Na ocasião, os ministros entenderam que a medida só poderia valer nas eleições de 2022 por conta do princípio da anterioridade eleitoral, que impede mudanças que atinjam o processo eleitoral menos de um ano antes do pleito.
A decisão de Lewandowski, favorável à aplicação imediata, provocou reações nos partidos políticos. Em reunião no dia 23 com o presidente do TSE, ministro Luís Roberto Barroso, presidentes de legendas afirmaram que era preciso uma orientação de como aplicar a medida o pleito deste ano.
Na última quinta-feira (24), o relator então apresentou diretrizes para a aplicação da ordem.
O ministro fixou os mesmos parâmetros sugeridos pelo Tribunal Superior Eleitoral (TSE). A principal medida é que o cálculo dos recursos a candidaturas de negros deve ser feito dentro de cada gênero (masculino e feminino) e não de forma global.

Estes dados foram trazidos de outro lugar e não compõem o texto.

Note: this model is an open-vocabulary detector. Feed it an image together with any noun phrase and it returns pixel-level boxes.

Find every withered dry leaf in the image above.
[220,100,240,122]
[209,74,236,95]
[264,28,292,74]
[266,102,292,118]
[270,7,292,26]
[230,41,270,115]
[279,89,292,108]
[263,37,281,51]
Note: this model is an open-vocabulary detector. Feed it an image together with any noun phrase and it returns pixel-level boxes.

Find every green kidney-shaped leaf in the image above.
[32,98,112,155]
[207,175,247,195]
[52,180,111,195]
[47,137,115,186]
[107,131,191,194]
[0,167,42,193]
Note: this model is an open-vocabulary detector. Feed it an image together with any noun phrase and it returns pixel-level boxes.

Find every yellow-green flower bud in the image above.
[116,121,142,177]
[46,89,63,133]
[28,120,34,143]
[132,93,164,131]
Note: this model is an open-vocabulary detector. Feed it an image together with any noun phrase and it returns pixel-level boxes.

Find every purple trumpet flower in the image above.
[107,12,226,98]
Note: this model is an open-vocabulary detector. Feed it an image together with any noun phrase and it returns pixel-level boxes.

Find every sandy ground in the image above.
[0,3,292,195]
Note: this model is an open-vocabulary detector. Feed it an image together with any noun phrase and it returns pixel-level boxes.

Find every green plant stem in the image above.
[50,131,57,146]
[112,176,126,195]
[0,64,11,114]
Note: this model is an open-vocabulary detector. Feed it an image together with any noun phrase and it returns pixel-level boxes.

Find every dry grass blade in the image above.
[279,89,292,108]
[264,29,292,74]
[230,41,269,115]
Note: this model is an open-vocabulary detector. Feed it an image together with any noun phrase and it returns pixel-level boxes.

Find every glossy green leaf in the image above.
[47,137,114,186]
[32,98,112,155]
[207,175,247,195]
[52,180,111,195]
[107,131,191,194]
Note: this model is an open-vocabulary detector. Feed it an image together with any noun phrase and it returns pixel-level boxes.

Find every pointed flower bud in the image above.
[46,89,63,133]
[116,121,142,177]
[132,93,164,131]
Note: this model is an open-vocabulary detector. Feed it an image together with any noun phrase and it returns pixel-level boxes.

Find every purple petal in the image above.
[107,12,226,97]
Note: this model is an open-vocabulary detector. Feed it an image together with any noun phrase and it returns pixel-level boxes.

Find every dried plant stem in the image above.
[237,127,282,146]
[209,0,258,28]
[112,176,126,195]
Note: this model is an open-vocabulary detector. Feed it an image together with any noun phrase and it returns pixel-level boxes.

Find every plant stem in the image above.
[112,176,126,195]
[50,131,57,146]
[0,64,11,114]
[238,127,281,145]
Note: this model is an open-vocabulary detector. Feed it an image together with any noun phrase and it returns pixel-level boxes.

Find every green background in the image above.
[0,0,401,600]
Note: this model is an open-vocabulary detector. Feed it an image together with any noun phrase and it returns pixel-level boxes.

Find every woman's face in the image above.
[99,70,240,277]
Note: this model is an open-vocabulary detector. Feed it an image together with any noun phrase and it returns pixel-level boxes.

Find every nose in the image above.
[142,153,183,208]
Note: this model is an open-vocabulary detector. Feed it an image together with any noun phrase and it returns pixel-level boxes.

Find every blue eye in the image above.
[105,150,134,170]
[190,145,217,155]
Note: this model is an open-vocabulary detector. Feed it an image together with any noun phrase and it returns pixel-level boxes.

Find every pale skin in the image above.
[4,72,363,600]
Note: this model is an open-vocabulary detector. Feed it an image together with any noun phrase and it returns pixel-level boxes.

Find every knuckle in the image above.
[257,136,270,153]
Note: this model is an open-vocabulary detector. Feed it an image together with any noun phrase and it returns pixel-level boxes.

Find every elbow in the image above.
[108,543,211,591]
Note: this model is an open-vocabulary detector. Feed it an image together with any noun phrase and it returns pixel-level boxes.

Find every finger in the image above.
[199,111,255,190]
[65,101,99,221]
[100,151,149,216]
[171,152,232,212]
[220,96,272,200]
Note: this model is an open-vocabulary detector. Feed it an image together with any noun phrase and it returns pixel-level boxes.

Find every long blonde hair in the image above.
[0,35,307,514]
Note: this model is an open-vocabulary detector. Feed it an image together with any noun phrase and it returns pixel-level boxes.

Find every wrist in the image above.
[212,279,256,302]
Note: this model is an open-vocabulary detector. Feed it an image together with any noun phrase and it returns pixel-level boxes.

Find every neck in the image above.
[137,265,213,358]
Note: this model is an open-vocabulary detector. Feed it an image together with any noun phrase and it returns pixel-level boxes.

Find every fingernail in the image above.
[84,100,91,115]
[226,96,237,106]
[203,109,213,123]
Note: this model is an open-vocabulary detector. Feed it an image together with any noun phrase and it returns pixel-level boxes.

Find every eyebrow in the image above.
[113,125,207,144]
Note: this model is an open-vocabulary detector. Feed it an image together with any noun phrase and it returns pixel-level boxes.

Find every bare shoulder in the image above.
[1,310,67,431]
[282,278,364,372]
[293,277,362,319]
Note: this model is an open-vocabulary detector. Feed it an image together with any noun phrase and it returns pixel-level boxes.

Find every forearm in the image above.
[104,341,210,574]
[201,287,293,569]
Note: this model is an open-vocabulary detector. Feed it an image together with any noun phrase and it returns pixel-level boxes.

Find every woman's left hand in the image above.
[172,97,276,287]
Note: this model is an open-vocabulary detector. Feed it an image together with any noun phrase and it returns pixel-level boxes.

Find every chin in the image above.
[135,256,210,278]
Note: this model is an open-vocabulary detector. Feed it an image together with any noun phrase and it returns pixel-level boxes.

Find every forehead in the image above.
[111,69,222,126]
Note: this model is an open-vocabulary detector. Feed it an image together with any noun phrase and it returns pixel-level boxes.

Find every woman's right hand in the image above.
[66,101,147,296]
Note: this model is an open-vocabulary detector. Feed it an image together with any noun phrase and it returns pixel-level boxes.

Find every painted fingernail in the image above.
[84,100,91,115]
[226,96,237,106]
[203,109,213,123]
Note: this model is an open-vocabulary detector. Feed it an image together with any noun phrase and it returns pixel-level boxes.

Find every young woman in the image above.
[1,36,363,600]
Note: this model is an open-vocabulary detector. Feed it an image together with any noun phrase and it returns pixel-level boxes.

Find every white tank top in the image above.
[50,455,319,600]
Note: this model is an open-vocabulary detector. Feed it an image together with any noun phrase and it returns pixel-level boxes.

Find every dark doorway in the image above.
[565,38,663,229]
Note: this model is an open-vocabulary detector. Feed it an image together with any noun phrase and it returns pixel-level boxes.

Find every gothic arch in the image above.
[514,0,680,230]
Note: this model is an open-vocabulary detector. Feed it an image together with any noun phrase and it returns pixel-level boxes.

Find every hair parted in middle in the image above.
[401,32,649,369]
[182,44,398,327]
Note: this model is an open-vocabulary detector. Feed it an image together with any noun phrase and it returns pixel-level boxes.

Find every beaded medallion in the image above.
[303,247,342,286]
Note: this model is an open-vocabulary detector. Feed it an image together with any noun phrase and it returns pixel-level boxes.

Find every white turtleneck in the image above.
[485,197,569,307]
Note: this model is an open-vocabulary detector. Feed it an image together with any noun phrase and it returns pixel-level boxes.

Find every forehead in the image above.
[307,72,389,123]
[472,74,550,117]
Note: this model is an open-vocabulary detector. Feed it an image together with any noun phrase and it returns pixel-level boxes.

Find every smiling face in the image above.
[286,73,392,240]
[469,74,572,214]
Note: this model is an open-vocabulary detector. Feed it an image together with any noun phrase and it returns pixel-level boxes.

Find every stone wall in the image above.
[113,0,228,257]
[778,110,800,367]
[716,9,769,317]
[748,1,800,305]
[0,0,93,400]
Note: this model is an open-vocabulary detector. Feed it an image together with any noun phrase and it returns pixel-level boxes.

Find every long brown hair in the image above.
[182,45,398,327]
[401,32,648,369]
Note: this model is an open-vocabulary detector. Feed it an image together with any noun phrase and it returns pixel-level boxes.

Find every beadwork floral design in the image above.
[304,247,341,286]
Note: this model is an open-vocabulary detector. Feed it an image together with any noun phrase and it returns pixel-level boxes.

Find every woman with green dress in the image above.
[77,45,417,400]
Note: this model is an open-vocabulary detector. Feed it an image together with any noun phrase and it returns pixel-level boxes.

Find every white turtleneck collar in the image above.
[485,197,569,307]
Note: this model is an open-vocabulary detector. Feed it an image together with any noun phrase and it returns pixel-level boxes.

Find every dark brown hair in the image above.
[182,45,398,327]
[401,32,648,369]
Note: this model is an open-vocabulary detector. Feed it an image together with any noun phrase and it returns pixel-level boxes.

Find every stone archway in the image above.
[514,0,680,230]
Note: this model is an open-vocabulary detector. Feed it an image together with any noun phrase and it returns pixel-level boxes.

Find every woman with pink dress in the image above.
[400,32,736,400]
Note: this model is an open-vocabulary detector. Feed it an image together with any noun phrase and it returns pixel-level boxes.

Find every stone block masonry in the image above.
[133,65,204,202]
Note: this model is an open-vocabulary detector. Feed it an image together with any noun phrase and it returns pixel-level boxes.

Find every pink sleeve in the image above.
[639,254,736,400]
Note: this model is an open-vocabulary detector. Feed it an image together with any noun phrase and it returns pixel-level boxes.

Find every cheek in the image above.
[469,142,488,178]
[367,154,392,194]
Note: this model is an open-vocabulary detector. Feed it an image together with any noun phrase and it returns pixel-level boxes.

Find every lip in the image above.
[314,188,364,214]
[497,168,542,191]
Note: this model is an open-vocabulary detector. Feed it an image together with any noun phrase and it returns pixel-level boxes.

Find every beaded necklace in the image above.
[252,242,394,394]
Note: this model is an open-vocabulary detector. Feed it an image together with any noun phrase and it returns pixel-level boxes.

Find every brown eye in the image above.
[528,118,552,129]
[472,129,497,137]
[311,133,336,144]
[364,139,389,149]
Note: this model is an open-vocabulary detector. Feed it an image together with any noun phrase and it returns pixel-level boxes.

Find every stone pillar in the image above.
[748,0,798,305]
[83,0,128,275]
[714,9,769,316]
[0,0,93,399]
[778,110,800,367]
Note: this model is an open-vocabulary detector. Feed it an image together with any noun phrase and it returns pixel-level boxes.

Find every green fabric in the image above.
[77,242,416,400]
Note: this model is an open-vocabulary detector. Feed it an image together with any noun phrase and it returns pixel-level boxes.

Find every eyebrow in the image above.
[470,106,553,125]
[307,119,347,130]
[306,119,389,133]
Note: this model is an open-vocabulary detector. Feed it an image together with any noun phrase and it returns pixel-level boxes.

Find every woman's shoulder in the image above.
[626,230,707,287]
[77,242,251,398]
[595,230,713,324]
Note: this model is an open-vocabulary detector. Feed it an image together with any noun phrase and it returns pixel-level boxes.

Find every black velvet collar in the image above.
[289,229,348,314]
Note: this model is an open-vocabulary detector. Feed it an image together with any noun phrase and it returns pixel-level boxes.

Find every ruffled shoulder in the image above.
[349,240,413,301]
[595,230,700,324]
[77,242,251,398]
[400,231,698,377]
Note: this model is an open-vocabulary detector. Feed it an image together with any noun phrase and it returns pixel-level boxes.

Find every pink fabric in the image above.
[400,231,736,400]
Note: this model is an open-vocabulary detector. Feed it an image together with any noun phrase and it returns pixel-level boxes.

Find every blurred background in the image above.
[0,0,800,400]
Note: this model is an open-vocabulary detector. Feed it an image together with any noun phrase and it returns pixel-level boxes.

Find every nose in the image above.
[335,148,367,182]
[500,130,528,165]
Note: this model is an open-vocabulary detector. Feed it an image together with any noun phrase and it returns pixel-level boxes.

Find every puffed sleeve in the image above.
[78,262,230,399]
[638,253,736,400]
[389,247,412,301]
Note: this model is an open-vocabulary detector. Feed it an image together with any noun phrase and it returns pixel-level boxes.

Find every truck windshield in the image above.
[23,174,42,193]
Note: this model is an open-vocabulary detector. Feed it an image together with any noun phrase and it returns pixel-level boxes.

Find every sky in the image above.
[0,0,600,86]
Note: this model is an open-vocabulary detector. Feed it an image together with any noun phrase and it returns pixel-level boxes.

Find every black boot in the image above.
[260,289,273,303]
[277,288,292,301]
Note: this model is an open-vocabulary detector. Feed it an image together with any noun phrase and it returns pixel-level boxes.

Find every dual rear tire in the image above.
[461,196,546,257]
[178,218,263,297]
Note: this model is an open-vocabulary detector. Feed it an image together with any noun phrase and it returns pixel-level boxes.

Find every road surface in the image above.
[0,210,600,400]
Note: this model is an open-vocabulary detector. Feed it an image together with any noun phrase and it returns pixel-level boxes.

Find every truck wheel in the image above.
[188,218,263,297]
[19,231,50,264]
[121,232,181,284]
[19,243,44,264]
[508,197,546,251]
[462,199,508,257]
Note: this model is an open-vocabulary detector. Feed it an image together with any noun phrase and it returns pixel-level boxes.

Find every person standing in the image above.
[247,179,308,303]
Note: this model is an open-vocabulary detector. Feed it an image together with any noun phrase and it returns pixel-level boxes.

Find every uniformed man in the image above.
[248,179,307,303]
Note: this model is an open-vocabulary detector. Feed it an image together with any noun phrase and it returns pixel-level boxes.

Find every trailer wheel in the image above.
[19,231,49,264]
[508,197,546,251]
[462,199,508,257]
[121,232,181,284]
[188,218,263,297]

Lewandowski orientou os partidos a, primeiramente, distribuir as candidaturas em dois grupos — homens e mulheres.
“Na sequência, deve-se estabelecer o percentual de candidaturas de mulheres negras em relação ao total de candidaturas femininas, bem como o percentual de candidaturas de homens negros em relação ao total de candidaturas masculinas. Do total de recursos destinados a cada gênero é que se separará a fatia mínima de recursos a ser destinada a pessoas negras desse gênero”, afirmou.
De acordo com o ministro, a fiscalização da aplicação dos percentuais mínimos será realizada no exame, pelo TSE, das prestações de contas do diretório nacional do partido.